Description Rafael J. Wysocki 2004-10-25 08:24:46 UTC
Distribution: SuSE 9.1 x86_64  
Hardware Environment: Laptop, Asus, Athlon 64 + NForce3, 512 MB RAM, HDD  
IC25N060ATMR04-0 (Hitachi?), Yukon Gigabit Ethernet 10/100/1000Base-T Adapter,  
USB Controller: nVidia Corporation nForce3 USB 1.1 (rev a5), USB Controller:  
nVidia Corporation nForce3 USB 2.0 (rev a2), Multimedia audio controller:  
nVidia Corporation nForce3 Audio (rev a2)  
Software Environment: SuSE 9.1 x86_64 + linux-2.6.10-rc1 (x86_64)  
Problem Description: After some time in X, USB suddenly stops working and  
either sound goes off or the ethernet adapter stops working simultaneously  
(both share IRQs with the USB controller)  
  
Steps to reproduce: Boot the kernel, start X+KDE, work for some time using a 
USB mouse
Comment 1 Rafael J. Wysocki 2004-10-25 12:54:19 UTC
Created attachment 3887 [details]
dmesg output for 2.6.9-mm1 (without noapic)
Comment 2 Rafael J. Wysocki 2004-10-25 12:56:26 UTC
Created attachment 3888 [details]
/proc/interrupts for 2.6.9-mm1 (without noapic)
Comment 3 Zwane Mwaikambo 2004-10-31 07:17:58 UTC
Could you also attach /proc/interrupts and dmesg for the failing kernel too for
easy reference. Thanks
Comment 4 Rafael J. Wysocki 2004-10-31 08:15:43 UTC
The two that I've already attached are for the failing case (not right after 
the failure, if you mean it, but this very kernel with this very command line 
has failed for a couple of times on my box).  I'll try to get some 'right 
after the failure" logs for a more recent kernel, though. 
 
Comment 5 Rafael J. Wysocki 2004-10-31 09:24:38 UTC
Created attachment 3920 [details]
dmesg output for 2.6.10-rc1-mm2 (right after failure)

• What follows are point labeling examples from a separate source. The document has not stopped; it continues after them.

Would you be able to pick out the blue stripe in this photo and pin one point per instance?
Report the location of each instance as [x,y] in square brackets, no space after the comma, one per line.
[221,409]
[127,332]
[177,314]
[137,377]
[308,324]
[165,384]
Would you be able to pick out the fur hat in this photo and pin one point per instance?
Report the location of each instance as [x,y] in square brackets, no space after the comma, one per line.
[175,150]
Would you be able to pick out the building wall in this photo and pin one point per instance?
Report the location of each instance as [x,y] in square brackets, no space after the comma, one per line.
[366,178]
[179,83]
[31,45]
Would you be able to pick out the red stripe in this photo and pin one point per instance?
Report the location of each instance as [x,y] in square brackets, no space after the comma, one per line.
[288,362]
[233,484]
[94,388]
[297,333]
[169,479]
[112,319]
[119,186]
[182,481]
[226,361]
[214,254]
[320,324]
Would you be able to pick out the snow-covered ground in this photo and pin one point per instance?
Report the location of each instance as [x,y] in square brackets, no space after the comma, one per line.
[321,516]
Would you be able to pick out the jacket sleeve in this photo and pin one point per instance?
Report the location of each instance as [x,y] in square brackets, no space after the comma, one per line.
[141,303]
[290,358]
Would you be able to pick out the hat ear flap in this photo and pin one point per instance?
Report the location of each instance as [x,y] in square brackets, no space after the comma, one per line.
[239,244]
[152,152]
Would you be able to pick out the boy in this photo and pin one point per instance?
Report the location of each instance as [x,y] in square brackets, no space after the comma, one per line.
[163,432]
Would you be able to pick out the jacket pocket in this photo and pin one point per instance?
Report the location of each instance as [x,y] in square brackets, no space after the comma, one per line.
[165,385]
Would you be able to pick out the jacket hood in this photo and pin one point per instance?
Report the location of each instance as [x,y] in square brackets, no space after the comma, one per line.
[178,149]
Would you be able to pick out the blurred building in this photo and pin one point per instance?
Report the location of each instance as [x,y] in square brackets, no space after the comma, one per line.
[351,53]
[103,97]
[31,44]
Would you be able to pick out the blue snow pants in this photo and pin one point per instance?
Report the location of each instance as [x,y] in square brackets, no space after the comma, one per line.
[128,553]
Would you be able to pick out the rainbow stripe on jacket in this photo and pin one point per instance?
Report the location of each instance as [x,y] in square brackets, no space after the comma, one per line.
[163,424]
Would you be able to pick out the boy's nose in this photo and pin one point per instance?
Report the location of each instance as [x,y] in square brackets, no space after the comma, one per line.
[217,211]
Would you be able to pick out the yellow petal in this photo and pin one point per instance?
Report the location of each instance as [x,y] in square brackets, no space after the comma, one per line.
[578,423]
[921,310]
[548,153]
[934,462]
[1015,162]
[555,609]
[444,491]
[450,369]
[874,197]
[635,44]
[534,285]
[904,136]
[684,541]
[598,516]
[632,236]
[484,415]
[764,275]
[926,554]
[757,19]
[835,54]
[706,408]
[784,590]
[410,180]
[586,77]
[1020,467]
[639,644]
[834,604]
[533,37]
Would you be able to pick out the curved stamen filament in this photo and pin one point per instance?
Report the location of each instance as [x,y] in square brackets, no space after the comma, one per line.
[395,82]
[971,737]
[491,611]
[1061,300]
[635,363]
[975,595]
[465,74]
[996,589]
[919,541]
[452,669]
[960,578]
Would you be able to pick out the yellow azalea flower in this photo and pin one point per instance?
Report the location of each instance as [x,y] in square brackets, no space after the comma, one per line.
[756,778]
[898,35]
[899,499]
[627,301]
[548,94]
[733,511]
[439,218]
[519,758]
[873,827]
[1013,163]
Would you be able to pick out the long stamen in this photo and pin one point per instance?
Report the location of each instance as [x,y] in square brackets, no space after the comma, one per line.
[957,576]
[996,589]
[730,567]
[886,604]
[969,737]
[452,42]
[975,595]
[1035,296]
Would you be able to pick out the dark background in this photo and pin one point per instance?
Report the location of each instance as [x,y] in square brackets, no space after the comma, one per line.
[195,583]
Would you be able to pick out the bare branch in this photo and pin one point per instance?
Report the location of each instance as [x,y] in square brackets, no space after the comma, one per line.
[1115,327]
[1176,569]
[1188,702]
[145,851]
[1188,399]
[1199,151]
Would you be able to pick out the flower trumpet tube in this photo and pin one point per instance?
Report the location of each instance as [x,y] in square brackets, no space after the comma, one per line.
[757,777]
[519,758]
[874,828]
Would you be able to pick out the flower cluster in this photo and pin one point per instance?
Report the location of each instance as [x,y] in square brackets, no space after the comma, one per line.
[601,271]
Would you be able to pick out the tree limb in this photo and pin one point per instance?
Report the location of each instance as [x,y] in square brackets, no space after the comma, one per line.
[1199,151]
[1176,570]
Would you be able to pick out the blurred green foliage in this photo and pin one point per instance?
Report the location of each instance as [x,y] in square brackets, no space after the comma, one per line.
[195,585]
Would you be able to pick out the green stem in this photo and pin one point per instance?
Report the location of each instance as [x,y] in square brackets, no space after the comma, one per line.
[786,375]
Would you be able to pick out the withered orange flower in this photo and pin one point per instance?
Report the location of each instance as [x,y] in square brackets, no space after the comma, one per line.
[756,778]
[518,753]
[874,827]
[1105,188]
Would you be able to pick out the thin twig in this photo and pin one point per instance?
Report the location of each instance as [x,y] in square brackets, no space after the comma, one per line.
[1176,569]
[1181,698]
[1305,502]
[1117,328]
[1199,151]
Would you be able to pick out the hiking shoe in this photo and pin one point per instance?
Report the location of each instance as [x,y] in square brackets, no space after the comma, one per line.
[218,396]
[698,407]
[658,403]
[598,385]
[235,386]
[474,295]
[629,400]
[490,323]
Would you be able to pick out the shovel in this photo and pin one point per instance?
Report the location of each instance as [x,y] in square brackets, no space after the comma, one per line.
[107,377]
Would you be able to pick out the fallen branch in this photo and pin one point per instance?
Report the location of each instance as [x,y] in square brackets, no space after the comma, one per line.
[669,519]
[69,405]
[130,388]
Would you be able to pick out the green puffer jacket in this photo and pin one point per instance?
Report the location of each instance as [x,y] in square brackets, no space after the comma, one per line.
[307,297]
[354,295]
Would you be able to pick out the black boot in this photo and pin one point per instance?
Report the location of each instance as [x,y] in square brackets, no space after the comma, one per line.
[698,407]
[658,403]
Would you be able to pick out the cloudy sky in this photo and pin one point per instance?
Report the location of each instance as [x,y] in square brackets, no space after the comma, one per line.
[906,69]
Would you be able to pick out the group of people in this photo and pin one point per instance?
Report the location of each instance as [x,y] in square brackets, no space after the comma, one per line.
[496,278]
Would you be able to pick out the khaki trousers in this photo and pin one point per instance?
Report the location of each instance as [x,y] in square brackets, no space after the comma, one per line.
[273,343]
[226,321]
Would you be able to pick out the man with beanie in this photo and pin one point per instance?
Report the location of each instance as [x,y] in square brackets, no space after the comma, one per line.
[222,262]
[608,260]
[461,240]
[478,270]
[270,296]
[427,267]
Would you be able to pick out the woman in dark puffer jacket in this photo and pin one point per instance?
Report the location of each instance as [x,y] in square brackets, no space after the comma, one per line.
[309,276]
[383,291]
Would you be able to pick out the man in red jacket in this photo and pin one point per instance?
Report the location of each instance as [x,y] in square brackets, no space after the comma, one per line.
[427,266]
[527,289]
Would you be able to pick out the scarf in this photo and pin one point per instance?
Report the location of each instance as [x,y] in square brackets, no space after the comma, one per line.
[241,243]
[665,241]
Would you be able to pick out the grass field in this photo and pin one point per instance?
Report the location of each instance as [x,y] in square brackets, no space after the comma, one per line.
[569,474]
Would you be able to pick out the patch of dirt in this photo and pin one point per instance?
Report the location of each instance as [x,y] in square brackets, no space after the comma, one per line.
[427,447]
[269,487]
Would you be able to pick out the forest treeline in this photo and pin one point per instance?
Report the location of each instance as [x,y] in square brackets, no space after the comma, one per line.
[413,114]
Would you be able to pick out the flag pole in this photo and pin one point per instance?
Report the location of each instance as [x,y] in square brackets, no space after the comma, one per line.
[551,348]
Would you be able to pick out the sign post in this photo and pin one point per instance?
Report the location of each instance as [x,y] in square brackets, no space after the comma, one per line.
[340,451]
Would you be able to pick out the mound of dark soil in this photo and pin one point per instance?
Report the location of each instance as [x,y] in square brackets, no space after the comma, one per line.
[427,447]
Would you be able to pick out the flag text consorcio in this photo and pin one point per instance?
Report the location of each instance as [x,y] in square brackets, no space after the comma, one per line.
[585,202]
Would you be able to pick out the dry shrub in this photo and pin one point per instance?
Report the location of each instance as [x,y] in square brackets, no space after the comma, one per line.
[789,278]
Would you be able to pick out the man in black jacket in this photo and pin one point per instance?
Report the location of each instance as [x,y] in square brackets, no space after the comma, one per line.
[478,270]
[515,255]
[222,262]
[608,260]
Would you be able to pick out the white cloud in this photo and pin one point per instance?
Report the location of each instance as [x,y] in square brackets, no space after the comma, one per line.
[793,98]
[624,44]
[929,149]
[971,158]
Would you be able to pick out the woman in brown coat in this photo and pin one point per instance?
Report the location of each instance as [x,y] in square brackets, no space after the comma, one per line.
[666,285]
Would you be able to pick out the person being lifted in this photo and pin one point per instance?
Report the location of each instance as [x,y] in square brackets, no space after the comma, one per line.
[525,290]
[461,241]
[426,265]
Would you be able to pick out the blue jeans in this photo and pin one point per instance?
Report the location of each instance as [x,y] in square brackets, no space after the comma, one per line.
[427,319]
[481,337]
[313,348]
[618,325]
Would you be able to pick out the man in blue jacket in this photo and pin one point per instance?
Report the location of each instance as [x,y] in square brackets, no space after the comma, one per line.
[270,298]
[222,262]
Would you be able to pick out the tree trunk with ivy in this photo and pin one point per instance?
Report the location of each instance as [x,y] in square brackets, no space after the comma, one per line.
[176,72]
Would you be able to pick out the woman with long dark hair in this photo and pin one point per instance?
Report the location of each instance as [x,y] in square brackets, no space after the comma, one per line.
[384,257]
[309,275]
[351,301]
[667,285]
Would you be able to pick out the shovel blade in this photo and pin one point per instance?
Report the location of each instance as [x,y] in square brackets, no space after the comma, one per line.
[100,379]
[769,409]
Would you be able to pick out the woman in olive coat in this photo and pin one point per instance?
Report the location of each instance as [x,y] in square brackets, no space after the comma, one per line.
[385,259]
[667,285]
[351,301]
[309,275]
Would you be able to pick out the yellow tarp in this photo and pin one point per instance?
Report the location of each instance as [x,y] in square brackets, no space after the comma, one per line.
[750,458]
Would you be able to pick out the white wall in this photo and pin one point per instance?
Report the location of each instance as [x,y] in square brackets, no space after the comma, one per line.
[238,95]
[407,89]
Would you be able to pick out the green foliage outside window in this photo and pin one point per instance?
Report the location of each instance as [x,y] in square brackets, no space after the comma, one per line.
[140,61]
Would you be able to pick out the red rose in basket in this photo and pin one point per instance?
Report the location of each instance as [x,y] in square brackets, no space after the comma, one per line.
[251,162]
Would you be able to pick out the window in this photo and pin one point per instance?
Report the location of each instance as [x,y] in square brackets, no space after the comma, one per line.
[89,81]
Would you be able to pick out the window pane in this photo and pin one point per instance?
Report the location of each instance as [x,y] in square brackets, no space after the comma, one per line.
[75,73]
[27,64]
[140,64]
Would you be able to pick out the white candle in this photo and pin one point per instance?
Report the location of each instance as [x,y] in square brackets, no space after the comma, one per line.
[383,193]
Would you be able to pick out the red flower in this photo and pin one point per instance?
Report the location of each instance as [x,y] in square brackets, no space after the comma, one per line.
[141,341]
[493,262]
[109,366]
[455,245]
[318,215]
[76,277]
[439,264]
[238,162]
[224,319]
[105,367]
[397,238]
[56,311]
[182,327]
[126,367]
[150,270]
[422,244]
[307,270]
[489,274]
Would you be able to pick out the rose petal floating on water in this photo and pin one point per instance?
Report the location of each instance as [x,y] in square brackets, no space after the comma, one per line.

The "segfault" lines come from initscripts, but I don't know what exactly
causes them to appear.
Comment 6 Rafael J. Wysocki 2004-10-31 09:25:33 UTC
Created attachment 3921 [details]
/proc/interrupts for 2.6.10-rc1-mm2 (right after failure)
Comment 7 Zwane Mwaikambo 2004-10-31 15:15:34 UTC
Created attachment 3922 [details]
dont ignore timer override

Could you please test this patch.
Comment 8 Rafael J. Wysocki 2004-11-01 08:19:20 UTC
It doesn't help (tested on 2.6.10-rc1-mm2).
Comment 9 Zwane Mwaikambo 2004-11-03 13:47:24 UTC
Ok can you state for me which kernel is the last known working one and what the
kernel commandline was for it. Thanks.
Comment 10 Rafael J. Wysocki 2004-11-03 14:40:51 UTC
The last working kernel that I tested was 2.6.9 and the command line for it 
was: root=/dev/hdc6 vga=792 resume=/dev/hdc3 pci=routeirq nmi_watchdog=0 
console=ttyS0,57600 console=tty0 
 
I haven't tested any -bk kernels after 2.6.9 and prior to 2.6.9-mm1, but the 
2.6.9-mm1 kernel fails for me with the above command line. 
 
Comment 11 Zwane Mwaikambo 2004-11-13 14:00:06 UTC
That's curious, because i'm fairly certain that it was the following patch which
broke it, which was introduced within your time frame.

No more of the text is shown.